Mortgage activity rises despite negative forecast

As the housing market continues to move into its peak season for activity, mortgage activity increased during the week ending June 1.

As the housing market continues to move into its peak season for activity, mortgage activity increased during the week ending June 1.

Purchase and refinance requests rose 1.3 percent from the previous week, according to a report from the Mortgage Bankers Association. It's believed that low rates were responsible for the uptick in activity. However, it was noted that the overall increase was spurred by refinancing, as the purchase composite of the report edged lower. 

Rates reach new all-time lows

During the week, the rate for a 30-year FRM with a conforming loan balance of $417,500 or less dipped to 3.87 percent from a previous all-time low of 3.91 percent. In addition, the rate for a 30-year FRM jumbo loan fell to 4.13 percent from 4.23 percent a week earlier.

Meanwhile, the decline in mortgage rates also led to a rise in refinancing activity, as borrowers capitalized on their affordability to restructure their home loans into more favorable terms.

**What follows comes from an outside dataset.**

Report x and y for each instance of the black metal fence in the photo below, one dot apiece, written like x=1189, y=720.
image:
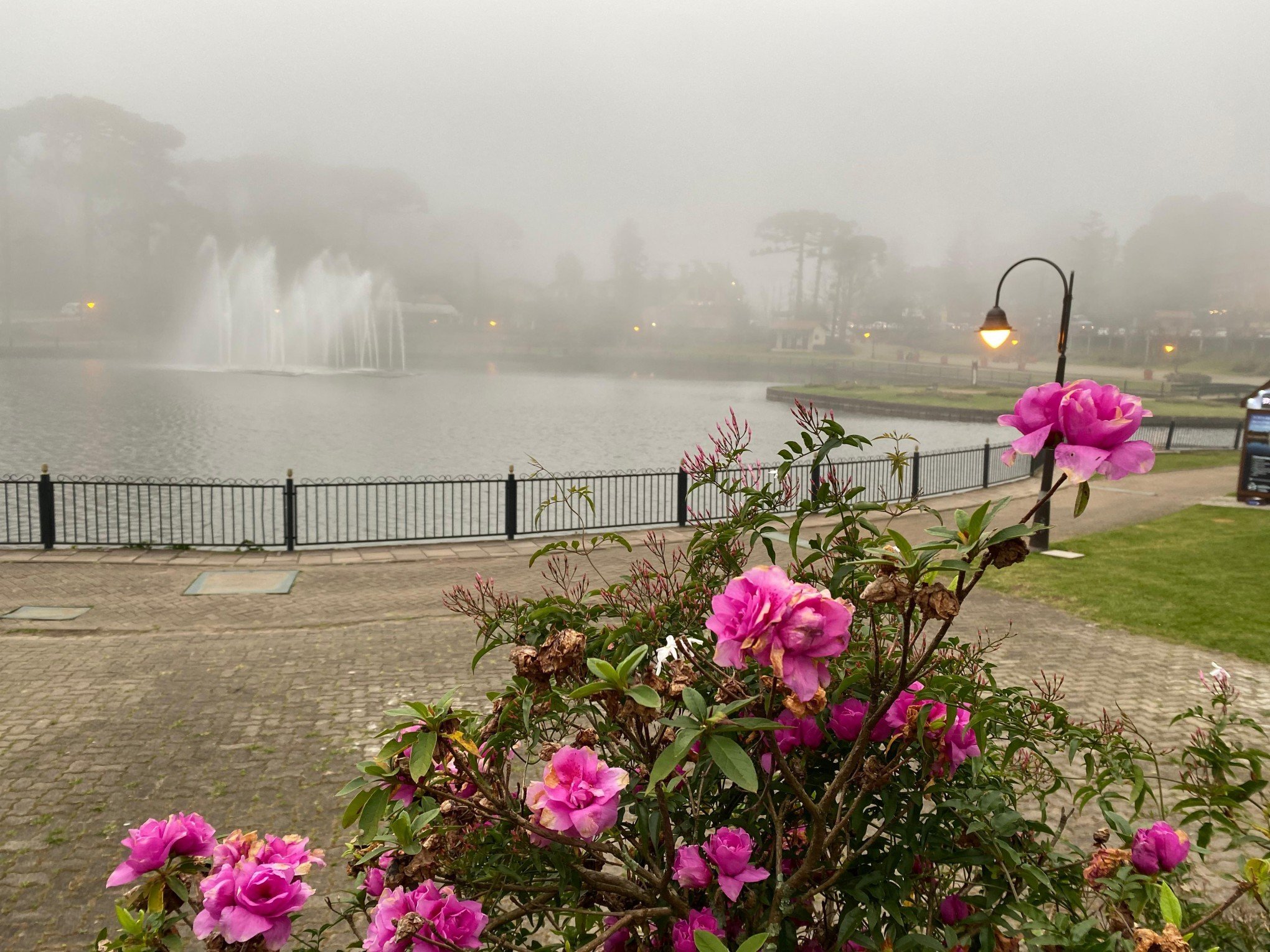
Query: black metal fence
x=42, y=511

Mortgage records indicated that the share of refinance requests accounted 78 percent of all activity. This is a slight increase from a week earlier, when the share was at 77 percent. 
 
Mortgage activity could slow in the near future

However, some critics believe that the slight decline in purchase requests could be an indicator that recent negative developments in the economy are weighing on housing activity. 

"The small fall in mortgage applications for home purchase suggests that, despite record low mortgage rates, the renewed weakness in the labor market is starting to weigh on housing demand," said Capital Economics property economist Paul Diggle.

Meanwhile, given the recent drop in consumer confidence, mortgage application activity could decline even further in the coming months, Diggle added.

Americans less confident in the economy in May

Consumer Confidence fell to an index of 64.9 in May from 69.7 a month earlier, according to a recent report from the Conference Board. This outcome was unexpected, as analysts from the company anticipated the score to increase to 70. This month-over-month decrease was the biggest drop recorded since October, when the index plummeted 6 points.

"Consumers were less positive about current business and labor market conditions, and they were more pessimistic about the short-term outlook," said Conference Board director of economic indicators Lynn Franco.

Specifically, factors such as falling home values, weak stock market and global economic fears were all believed to be weighing heavily on the positive sentiment of consumers.